If you do decide to modify the gun, you can try grinding or cutting one and a half coils off that return spring. If you grind, keep the spring from getting too hot by cooling it in water every second or so.

You can take a bit off the coil hammer spring, but don't cut coils. If you have a belt sander, put a round pin through the spring and then "roll" it on the belt sander to reduce diameter. Oh, and before starting, buy at least one extra spring so you can always put the gun back the way it was. Oh, and if you do that, and put the gun back together, shoot it a lot (at least a couple of hundred rounds) to make sure it will work. And anytime you change ammo, do the same thing as primer hardness can vary.

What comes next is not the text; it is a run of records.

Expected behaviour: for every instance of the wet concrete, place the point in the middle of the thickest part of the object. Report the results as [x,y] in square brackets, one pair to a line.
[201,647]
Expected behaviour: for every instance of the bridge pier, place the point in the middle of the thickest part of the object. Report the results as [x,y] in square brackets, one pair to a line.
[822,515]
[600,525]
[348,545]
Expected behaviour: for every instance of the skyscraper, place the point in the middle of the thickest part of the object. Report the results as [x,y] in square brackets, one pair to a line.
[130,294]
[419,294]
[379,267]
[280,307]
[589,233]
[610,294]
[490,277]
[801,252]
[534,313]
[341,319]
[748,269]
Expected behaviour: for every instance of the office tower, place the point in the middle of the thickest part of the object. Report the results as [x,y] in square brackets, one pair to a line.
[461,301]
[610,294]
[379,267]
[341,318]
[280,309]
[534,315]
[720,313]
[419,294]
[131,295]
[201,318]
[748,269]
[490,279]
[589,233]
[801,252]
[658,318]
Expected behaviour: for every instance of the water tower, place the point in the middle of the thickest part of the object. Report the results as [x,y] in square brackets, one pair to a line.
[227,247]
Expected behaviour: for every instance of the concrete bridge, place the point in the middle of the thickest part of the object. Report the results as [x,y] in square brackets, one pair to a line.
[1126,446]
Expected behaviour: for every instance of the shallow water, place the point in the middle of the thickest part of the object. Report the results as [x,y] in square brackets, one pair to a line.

NOTE: Manufacturers spend a lot of time making sure their guns will work under adverse conditions, like cold, dirt, rain, etc. Anytime you reduce spring tension, you take away some of that reliability. A small gun with a small hammer is especially risky since a primer needs a certain level of firing pin momentum to fire. If you reduce that momentum, either by reducing the weight of the hammer or reducing the tension of the spring, you can wind up trying to click an attacker to death, something I am told is seldom possible.


T. O'Heir
August 16, 2007, 10:51 PM
"...captive in a rectangular steel block..." That takes a special tool to get out properly. A screwdriver isn't it. Brownell's sells them for $19.97.
Or if you know a machinist, it can be made. It's a 3/16" round bar with a slot cut on the end and bent. Have a look at the Brownell's tool for how it needs to be bent. http://www.brownells.com/aspx/NS/store/ProductDetail.aspx?p=774&title=S%26W+REBOUND+SLIDE+SPRING+TOOL
Just changing the springs will drop the DA trigger pull. Smooth is more important than light though. Especially as the SA is fine. Wolff sells a 'shooter's pak' with a hammer spring and 3 different weight rebound springs for $9. http://www.gunsprings.com/Revolver/SmithWesson_RvNF.html#S&WJ

James K
August 17, 2007, 10:26 AM
You need a special tool to remove and install the rebound spring on an S&W? News to me, and I was doing S&W work before they invented that tool. You just pull the rebound slide up and let the spring pop out. You install with a Philips screwdriver.


Bill DeShivs
August 17, 2007, 12:36 PM
S&W armorer school used to recommend a screwdriver.

August 17, 2007, 12:58 PM
Follow the advice to get an extra spring. If you need a written reference, buy Jerry Kuhnhausen's book. Rather than grind springs, I would spend $9 on a Wolff spring pack (http://www.gunsprings.com/Revolver/SmithWesson_RvNF.html). That will let you try more than one spring weight for reliability.

I have taken to soaking springs and polished steel DA revolver parts for 72 hours in Sprinco Plate+ Silver (http://www.sprinco.com/plateplus.html) before final assembly. This applies a lubrication coating that bonds to the steel.

James K
August 18, 2007, 11:01 AM
For the more adventurous souls, there is a trick to reduce friction on the rebound slide. You put it in the milling machine and make shallow cuts down the center portion of the sides and bottom, leaving two narrow "rails". It doesn't make much difference, but there is some. Of course, a machinist will charge two arms and a left leg to do it, but those looking for some extra "edge" seem to like it.